İçimden bir ses, bu ağrıların benimle hiçbir ilgisi olmadığını söylüyordu. Bu yüzden eşimle inatlaştım ve onu zoraki bir şekilde kendi fizik tedavi doktoruma göndermeyi başardım. İlk muayeneden sonra istenen tomografi sonuçları hiç de iç açıcı değildi; kemikteki ağrıların metastaz kaynaklı olduğu tespit edilmişti. Eşim teşhis için hastaneye yatırıldı. Önce bağırsaklarına bakıldı, zira ilk şüphelendikleri durum bağırsak kanseriydi. Bağırsaklarda hiç bir hastalığa rastlanmayınca rahat bir nefes aldık, ancak bu uzun sürmedi. Ertesi gün yapılan tetkiklerde, eşimin rahatsızlığının kaynağının akciğer kanseri olduğu belirlendi; yani akciğer kanseri kemiklere metastaz yapmıştı.

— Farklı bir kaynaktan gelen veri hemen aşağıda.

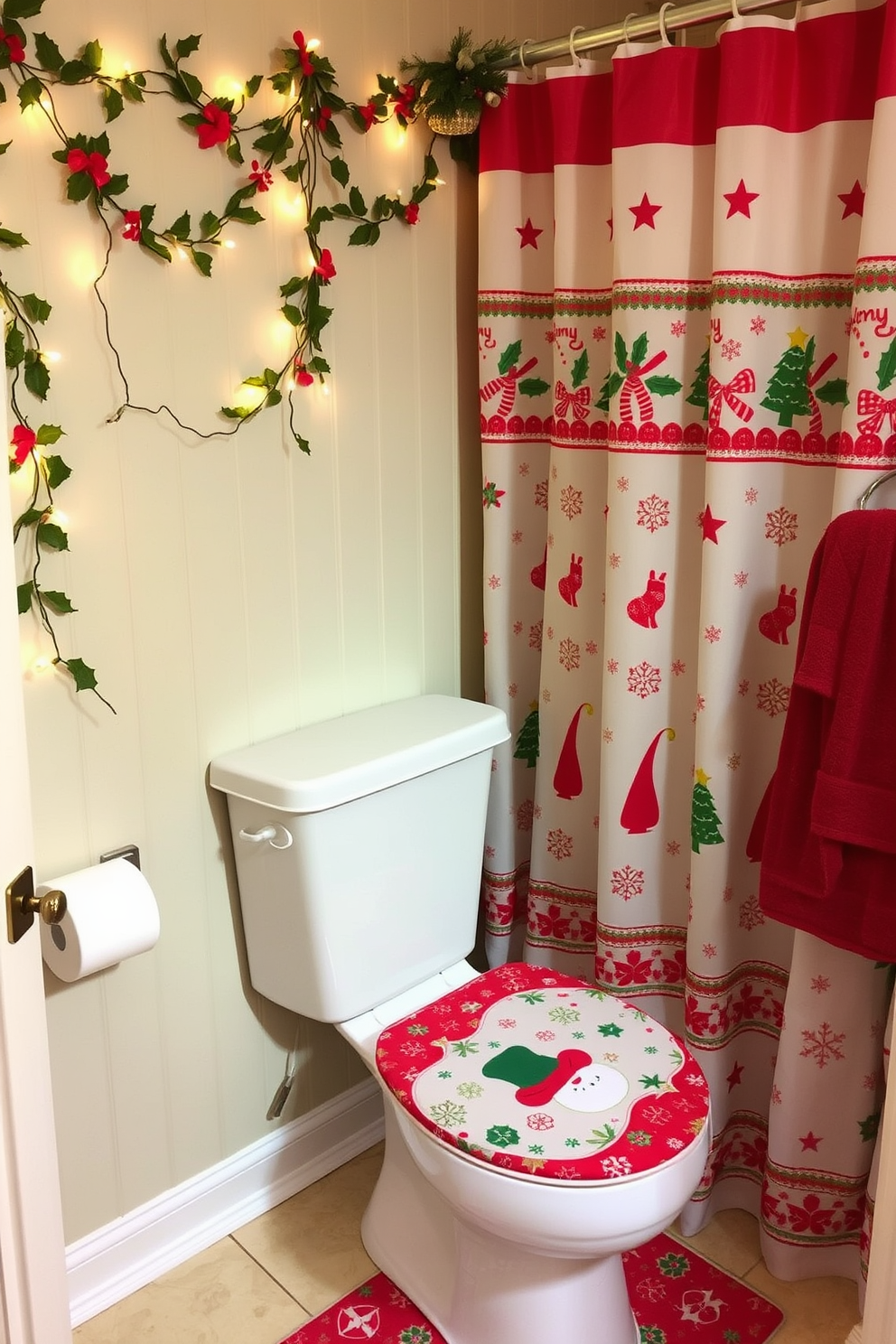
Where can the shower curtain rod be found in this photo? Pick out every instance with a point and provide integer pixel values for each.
(634, 27)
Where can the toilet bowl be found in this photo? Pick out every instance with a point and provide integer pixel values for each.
(535, 1126)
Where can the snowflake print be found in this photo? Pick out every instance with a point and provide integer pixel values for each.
(653, 514)
(448, 1113)
(559, 843)
(626, 882)
(780, 526)
(824, 1044)
(750, 914)
(570, 501)
(570, 656)
(644, 680)
(772, 698)
(617, 1165)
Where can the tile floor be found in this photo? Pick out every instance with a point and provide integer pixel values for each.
(277, 1272)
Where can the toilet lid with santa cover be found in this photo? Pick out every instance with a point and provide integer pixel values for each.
(540, 1074)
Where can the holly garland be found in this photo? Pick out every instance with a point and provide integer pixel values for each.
(300, 141)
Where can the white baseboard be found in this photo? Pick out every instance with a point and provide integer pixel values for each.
(115, 1261)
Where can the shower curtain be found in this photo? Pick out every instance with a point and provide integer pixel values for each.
(688, 367)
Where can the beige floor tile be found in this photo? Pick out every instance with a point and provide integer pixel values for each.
(817, 1311)
(218, 1297)
(730, 1239)
(312, 1244)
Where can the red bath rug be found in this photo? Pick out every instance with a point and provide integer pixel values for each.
(672, 1291)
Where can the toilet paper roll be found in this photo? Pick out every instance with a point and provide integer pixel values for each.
(110, 914)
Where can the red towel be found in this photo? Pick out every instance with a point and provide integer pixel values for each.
(826, 828)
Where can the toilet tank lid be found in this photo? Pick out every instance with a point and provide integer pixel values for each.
(328, 763)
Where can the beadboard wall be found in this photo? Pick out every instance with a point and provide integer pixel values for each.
(231, 589)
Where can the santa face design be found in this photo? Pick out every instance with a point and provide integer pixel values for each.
(593, 1087)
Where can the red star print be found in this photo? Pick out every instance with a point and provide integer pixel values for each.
(735, 1076)
(739, 201)
(644, 212)
(711, 526)
(854, 201)
(529, 234)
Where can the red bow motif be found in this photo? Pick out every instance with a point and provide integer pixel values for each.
(731, 393)
(567, 401)
(874, 409)
(505, 385)
(633, 386)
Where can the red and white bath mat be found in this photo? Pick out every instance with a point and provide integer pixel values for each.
(676, 1297)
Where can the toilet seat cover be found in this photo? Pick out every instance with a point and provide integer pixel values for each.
(542, 1074)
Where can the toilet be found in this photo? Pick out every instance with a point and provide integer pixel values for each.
(537, 1128)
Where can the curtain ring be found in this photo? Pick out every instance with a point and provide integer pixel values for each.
(669, 5)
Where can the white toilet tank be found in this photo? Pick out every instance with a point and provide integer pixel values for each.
(359, 850)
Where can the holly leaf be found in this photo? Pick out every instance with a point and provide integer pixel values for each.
(833, 391)
(661, 385)
(887, 367)
(36, 375)
(57, 601)
(639, 349)
(38, 309)
(509, 357)
(57, 471)
(339, 170)
(83, 677)
(52, 537)
(47, 52)
(532, 386)
(579, 369)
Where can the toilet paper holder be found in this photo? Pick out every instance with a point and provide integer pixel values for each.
(22, 905)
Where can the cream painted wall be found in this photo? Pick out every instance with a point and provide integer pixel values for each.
(233, 589)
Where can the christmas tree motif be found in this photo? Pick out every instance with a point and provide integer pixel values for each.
(567, 777)
(576, 398)
(527, 742)
(705, 818)
(794, 390)
(510, 379)
(872, 407)
(699, 394)
(641, 809)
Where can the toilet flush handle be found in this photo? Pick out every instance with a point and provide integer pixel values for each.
(272, 835)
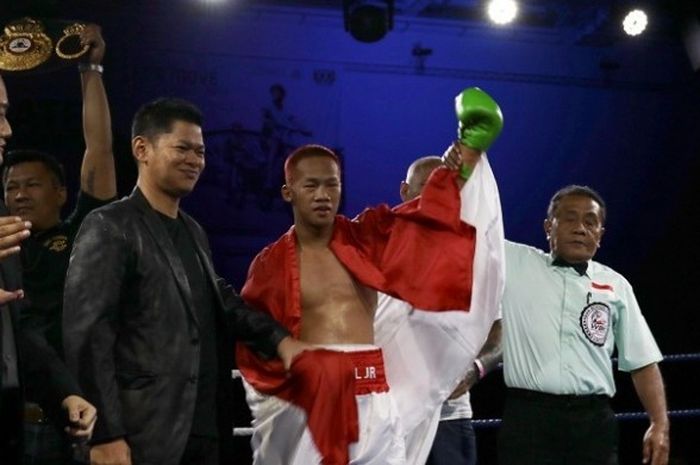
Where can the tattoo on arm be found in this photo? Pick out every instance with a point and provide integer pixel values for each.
(90, 182)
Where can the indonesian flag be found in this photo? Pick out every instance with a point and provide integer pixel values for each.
(422, 254)
(427, 353)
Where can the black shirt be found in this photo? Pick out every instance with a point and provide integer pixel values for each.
(204, 421)
(45, 256)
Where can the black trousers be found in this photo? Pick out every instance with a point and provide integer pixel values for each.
(454, 444)
(547, 429)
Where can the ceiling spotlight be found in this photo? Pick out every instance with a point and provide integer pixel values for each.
(502, 11)
(368, 20)
(635, 22)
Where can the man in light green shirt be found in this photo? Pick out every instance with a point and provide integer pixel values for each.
(563, 315)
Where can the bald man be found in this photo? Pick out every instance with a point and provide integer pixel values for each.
(455, 442)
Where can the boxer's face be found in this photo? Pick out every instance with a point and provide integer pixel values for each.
(173, 161)
(314, 191)
(5, 129)
(575, 229)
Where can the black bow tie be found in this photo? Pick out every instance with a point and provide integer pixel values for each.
(579, 267)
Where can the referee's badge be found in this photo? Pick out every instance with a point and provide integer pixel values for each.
(595, 322)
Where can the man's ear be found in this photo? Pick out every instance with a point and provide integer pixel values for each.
(602, 231)
(139, 148)
(62, 196)
(403, 191)
(547, 226)
(286, 193)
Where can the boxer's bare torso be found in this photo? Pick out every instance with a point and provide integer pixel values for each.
(336, 309)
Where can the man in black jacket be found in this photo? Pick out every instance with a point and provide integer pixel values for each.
(25, 355)
(148, 326)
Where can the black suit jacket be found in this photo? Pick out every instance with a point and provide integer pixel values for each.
(131, 332)
(35, 363)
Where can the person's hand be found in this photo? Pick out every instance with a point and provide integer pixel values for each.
(656, 444)
(81, 417)
(92, 36)
(111, 453)
(12, 231)
(458, 154)
(289, 348)
(466, 384)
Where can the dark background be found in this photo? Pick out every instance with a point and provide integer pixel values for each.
(582, 102)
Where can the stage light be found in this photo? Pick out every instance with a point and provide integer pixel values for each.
(635, 22)
(502, 11)
(368, 20)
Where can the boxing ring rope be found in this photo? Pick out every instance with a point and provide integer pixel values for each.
(495, 422)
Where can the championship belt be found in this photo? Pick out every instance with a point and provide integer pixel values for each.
(24, 45)
(28, 44)
(68, 46)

Eşim hemen yılbaşında kemoterapi tedavisine başladı, ancak ne yazık ki hastalığı ilerlemeye devam etti ve 4, 5 ay gibi kısa bir süre sonra 14 Mayıs 2011’de biricik hayat arkadaşımı kaybettim. Eşim hayatı boyunca sigara içti. Bir kez, 11 ay süreyle sigarayı bırakmış olsa da, eş dostun ikramı ile ‘bir tane içmekten bir şey olmaz’ diyerek yeniden sigara tiryakisi oldu. Ömrüm boyunca ona hep sigarayı bırakması için yalvardım, ancak ne yazık ki sözümü geçiremedim. Çünkü sigara içmekten, benim hiçbir zaman anlamadığım ve anlayamayacağım bir zevk alıyordu.

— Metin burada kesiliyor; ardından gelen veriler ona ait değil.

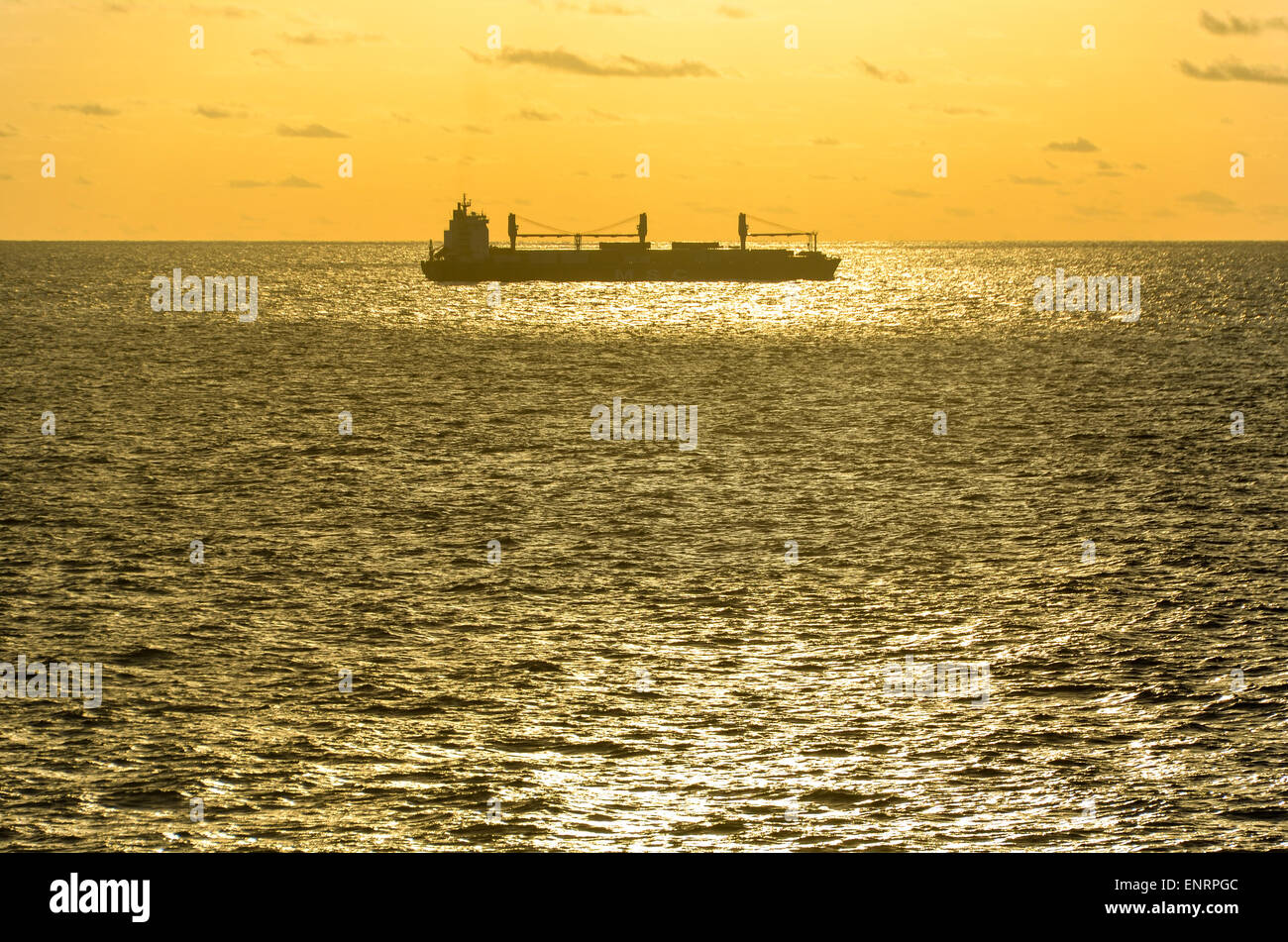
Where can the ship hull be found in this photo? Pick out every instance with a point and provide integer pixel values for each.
(638, 265)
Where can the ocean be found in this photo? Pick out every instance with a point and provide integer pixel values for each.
(941, 572)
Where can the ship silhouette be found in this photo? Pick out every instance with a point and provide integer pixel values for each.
(467, 255)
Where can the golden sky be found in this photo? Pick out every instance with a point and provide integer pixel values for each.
(1044, 139)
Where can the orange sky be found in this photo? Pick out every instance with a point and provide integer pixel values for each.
(1043, 139)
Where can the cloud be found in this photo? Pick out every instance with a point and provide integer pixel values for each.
(881, 73)
(535, 115)
(1243, 27)
(1234, 71)
(614, 11)
(267, 55)
(227, 11)
(625, 65)
(1207, 200)
(95, 110)
(1080, 146)
(308, 132)
(314, 39)
(215, 112)
(291, 181)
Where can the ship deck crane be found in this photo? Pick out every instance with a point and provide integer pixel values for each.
(782, 231)
(640, 231)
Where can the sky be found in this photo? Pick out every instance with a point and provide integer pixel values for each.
(544, 108)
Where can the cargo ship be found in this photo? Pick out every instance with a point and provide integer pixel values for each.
(467, 255)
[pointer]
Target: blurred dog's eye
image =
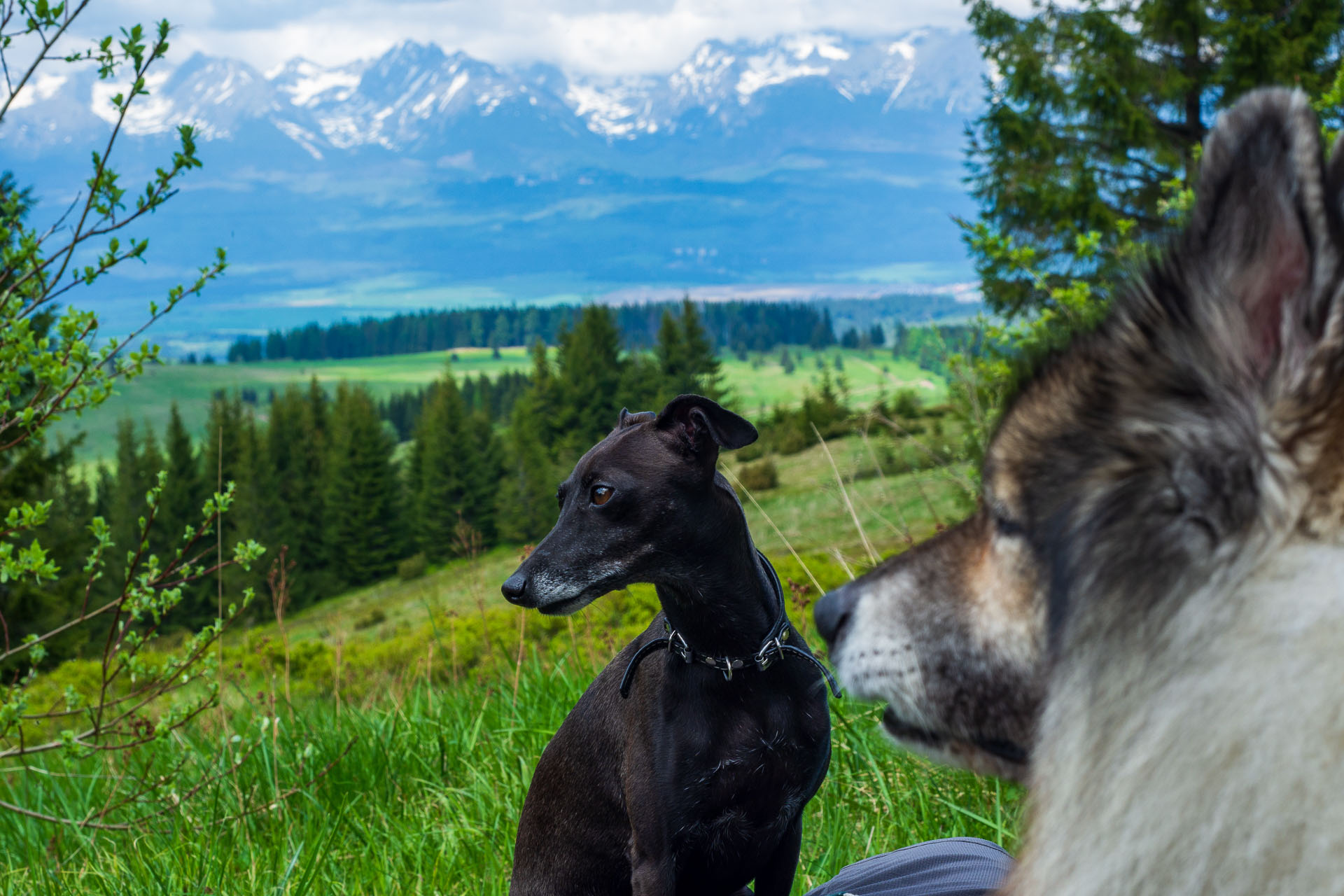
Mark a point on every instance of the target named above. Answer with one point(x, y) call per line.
point(1007, 526)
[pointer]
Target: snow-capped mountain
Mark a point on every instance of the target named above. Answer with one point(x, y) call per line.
point(419, 99)
point(430, 178)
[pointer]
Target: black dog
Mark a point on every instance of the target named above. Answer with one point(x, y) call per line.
point(696, 783)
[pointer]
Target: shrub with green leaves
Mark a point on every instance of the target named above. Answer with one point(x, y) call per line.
point(134, 690)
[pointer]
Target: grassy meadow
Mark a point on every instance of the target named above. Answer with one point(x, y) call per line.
point(381, 742)
point(755, 384)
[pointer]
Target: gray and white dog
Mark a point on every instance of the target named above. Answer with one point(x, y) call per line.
point(1145, 615)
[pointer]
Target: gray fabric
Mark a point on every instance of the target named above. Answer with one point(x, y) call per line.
point(952, 867)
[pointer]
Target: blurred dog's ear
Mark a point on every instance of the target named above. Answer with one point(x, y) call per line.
point(1264, 234)
point(705, 426)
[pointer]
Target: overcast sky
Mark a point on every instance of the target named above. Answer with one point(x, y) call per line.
point(615, 36)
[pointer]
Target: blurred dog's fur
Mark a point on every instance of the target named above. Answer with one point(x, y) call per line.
point(1145, 615)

Akciğer kanseri, görülme sıklığı ve yol açtığı fiziksel, ruhsal, sosyal ve ekonomik sorunlardan ötürü tüm dünyada ve ülkemizde önemli bir sağlık sorunu olmayı sürdürüyor. Akciğer kanseri ile mücadelenin en önemli aşaması, akciğer kanserinin önlenebilir bir hastalık olduğunun bilinmesi ve hastalıktan korunmak amacı ile gereken önlemlerin alınması. Önemleri ise; sigara başta olmak üzere tüm tütün ürünlerinden uzak durulması, pasif içici olunmaması, radon gazı ve kansere neden olan kimyasallara maruz kalmaktan kaçınılması, sağlıklı beslenilmesi şeklinde özetleyebiliriz.

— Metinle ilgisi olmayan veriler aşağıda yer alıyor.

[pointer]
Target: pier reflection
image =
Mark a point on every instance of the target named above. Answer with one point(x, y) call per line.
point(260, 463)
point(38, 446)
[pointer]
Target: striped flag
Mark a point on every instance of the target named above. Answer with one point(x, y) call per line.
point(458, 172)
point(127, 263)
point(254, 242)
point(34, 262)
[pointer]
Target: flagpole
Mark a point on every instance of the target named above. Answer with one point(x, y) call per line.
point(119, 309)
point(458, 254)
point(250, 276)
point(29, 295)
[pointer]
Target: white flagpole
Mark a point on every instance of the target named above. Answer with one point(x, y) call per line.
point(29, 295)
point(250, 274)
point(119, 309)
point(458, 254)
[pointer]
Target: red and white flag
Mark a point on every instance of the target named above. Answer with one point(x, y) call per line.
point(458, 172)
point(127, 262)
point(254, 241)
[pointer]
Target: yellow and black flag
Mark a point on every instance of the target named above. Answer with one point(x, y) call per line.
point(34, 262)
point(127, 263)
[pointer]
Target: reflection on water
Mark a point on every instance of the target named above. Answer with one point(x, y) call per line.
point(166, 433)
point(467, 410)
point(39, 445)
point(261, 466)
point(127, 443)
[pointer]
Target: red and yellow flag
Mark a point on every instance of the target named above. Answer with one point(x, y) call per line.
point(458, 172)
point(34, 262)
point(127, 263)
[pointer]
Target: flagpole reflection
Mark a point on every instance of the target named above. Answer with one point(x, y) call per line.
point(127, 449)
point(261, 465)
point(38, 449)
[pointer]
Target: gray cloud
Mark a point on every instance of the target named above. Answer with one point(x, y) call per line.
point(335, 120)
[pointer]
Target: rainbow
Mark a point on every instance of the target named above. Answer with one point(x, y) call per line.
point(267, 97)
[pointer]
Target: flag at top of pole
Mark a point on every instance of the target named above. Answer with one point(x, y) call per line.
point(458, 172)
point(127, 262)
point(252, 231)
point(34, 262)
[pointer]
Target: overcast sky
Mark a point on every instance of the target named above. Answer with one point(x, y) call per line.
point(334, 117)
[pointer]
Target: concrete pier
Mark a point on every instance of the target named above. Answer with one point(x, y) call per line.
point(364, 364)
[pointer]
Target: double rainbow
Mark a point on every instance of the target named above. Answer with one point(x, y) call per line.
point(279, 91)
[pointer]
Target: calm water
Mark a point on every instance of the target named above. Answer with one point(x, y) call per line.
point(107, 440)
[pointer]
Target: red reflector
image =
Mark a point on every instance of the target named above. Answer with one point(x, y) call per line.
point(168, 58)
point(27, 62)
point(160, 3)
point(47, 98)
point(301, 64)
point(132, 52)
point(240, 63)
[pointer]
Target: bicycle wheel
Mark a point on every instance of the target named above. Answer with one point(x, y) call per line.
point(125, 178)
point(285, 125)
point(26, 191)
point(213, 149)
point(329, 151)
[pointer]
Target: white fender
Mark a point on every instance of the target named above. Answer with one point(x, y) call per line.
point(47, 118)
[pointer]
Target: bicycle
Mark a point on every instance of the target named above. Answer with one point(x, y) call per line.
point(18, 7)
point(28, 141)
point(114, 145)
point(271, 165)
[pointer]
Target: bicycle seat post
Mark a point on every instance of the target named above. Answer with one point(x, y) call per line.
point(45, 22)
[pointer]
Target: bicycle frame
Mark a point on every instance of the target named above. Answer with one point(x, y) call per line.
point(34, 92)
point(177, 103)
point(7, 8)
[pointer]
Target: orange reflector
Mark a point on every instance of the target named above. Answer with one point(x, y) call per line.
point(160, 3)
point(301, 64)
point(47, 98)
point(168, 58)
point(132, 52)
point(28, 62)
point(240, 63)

Akciğer kanserinin en sık görülen belirtileri uzun süre devam eden öksürük, nefes darlığı, kanlı balgam, ses kısıklığı, hırıltılı solunum, yutma güçlüğü, kilo kaybı, iştahsızlık veya halsizlik, tekrarlayan bronşit ve akciğer enfeksiyonları, göğüs, omuz, kol ve sırt ağrısı, yüzde ve boyunda şişlik. Prof. Dr. Sedat Ziyade akciğer kanseri tanısı alan her 5 hastadan ancak birinin ameliyat şansının olduğunu söylüyor. Zira bu hastalık genellikle ileri evrede teşhis edilebiliyor. Bu yüzden check-up programları hastalığın erken teşhisi ve ameliyat şansının kaçırılmaması açısından büyük önem taşıyor.
Akciğer kanserinden korunmak için sigara ve diğer tütün ürünlerine hiç başlanmaması, başlandıysa da bırakılması gerekiyor. Yaşa veya ne kadar süre kullanıldığına bakılmaksızın sigara başta olmak üzere tüm tütün ürünlerini kullanmayı bırakmak, bu ürünlerin neden olduğu birçok hastalıkta olduğu gibi akciğer kanseri riskini de düşürüyor ve sağlıklı bir şekilde daha uzun yaşamaya yardımcı oluyor. Lütfen bunu unutmayalım!
Engellerimizi hissettirmeyecek engelsiz bir yaşam dileği ile…
Not: Bu yazının hazırlanmasında Lokman Hekim Ankara Hastanesi, Dijital Akademi Türkiye Klinikleri, T.C. Sağlık Bakanlığı Bingöl İl Sağlık Müdürlüğü web sitelerinden yararlanılmıştır.